Joint Center for Infection and Immunity, Guangzhou Institute of Pediatrics, Department of Gastroenterology, Guangzhou Women and Children's Medical Center, Guangzhou Medical University, Guangzhou 510623, China.
Unit of Vaccinology & Antiviral Strategies, CAS Key Laboratory of Molecular Virology & Immunology, Institut Pasteur of Shanghai, Chinese Academy of Sciences, University of Chinese Academy of Sciences, Shanghai 200031, China.
Viruses. 2018 Jan 30;10(2):58. doi: 10.3390/v10020058.

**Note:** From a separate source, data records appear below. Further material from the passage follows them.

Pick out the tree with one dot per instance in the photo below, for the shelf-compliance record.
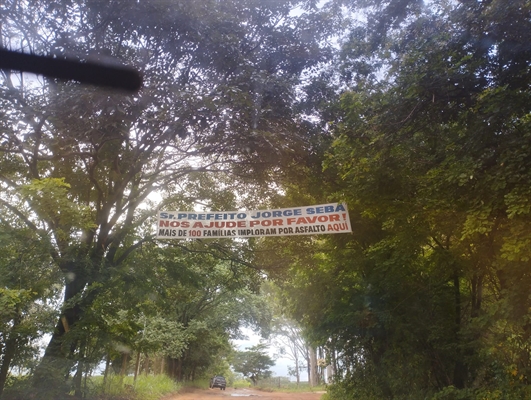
(429, 152)
(253, 363)
(29, 286)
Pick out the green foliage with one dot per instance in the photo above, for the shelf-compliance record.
(253, 363)
(430, 294)
(150, 387)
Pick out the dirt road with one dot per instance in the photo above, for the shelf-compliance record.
(242, 394)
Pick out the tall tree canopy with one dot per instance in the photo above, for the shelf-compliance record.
(78, 165)
(430, 151)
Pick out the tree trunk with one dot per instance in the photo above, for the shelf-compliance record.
(137, 365)
(57, 362)
(10, 350)
(460, 370)
(105, 374)
(314, 379)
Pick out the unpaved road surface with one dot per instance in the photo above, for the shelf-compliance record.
(241, 394)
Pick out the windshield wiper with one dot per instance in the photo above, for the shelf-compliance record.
(118, 77)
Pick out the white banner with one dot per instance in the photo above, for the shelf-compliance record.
(321, 219)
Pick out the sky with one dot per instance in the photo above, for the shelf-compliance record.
(281, 364)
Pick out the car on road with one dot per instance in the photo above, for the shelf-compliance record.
(218, 381)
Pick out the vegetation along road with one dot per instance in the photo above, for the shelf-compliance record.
(211, 394)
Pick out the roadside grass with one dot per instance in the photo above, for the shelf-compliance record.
(150, 387)
(241, 384)
(289, 387)
(198, 383)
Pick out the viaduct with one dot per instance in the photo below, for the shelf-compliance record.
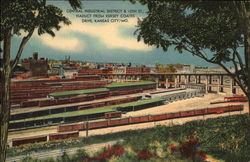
(212, 82)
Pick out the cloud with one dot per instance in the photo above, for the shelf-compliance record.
(109, 34)
(58, 42)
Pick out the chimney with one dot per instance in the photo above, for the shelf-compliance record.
(35, 55)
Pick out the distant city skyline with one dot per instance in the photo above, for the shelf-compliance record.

In recent years, enterovirus D68 (EVD68) has been reported increasingly to be associated with severe respiratory tract infections and acute flaccid myelitis (AFM) in children all over the world. Yet, no effective vaccines or antiviral drugs are currently available for EVD68. Although several experimental animal models have been developed, immunogenicity and protective efficacy of inactivated EVD68 vaccines has not been fully evaluated. To promote the development of vaccines, we established an Institute of Cancer Research (ICR) suckling mouse model of EVD68 infection in this study. The results showed that ICR neonatal mice up to about nine days of age were susceptible to infection with EVD68 clinical strain US/MO/14-18947 by intraperitoneal injection. The infected mice exhibited progressive limb paralysis prior to death and the mortality of mice was age- and virus dose-dependent. Tissue viral load analysis showed that limb muscle and spinal cord were the major sites of viral replication. Moreover, histopathologic examination revealed the severe necrosis of the limb and juxtaspinal muscles, suggesting that US/MO/14-18947 has a strong tropism toward muscle tissues. Additionally, β-propiolactone-inactivated EVD68 vaccine showed high purity and quality and induced robust EVD68-specific neutralizing antibody responses in adult mice. Importantly, results from both antisera transfer and maternal immunization experiments clearly showed that inactivated EVD68 vaccine was able to protect against lethal viral infection in the mouse model. In short, these results demonstrate the successful establishment of the mouse model of EVD68 infection for evaluating candidate vaccines against EVD68 and also provide important information for the development of inactivated virus-based EVD68 vaccines.
近年来,肠道病毒 D68(EVD68)在全球范围内被报道与儿童严重呼吸道感染和急性弛缓性脊髓炎(AFM)越来越相关。然而,目前尚无针对 EVD68 的有效疫苗或抗病毒药物。尽管已经开发了几种实验动物模型,但灭活 EVD68 疫苗的免疫原性和保护效力尚未得到充分评估。为了促进疫苗的发展,我们在本研究中建立了 EVD68 感染的 ICR 乳鼠模型。结果表明,多达约 9 天大的 ICR 新生小鼠通过腹腔注射易感染 EVD68 临床株 US/MO/14-18947。感染的小鼠在死亡前表现出进行性肢体瘫痪,并且小鼠的死亡率与年龄和病毒剂量有关。组织病毒载量分析表明,肢体肌肉和脊髓是病毒复制的主要部位。此外,组织病理学检查显示肢体和脊柱旁肌肉严重坏死,表明 US/MO/14-18947对肌肉组织具有很强的嗜性。此外,β-丙内酯灭活的 EVD68 疫苗表现出高纯度和高质量,并在成年小鼠中诱导出强烈的 EVD68 特异性中和抗体反应。重要的是,来自抗血清转移和母体免疫实验的结果清楚地表明,灭活的 EVD68 疫苗能够保护小鼠免受致命的病毒感染。总之,这些结果表明成功建立了用于评估针对 EVD68 的候选疫苗的 EVD68 感染小鼠模型,并为开发基于灭活病毒的 EVD68 疫苗提供了重要信息。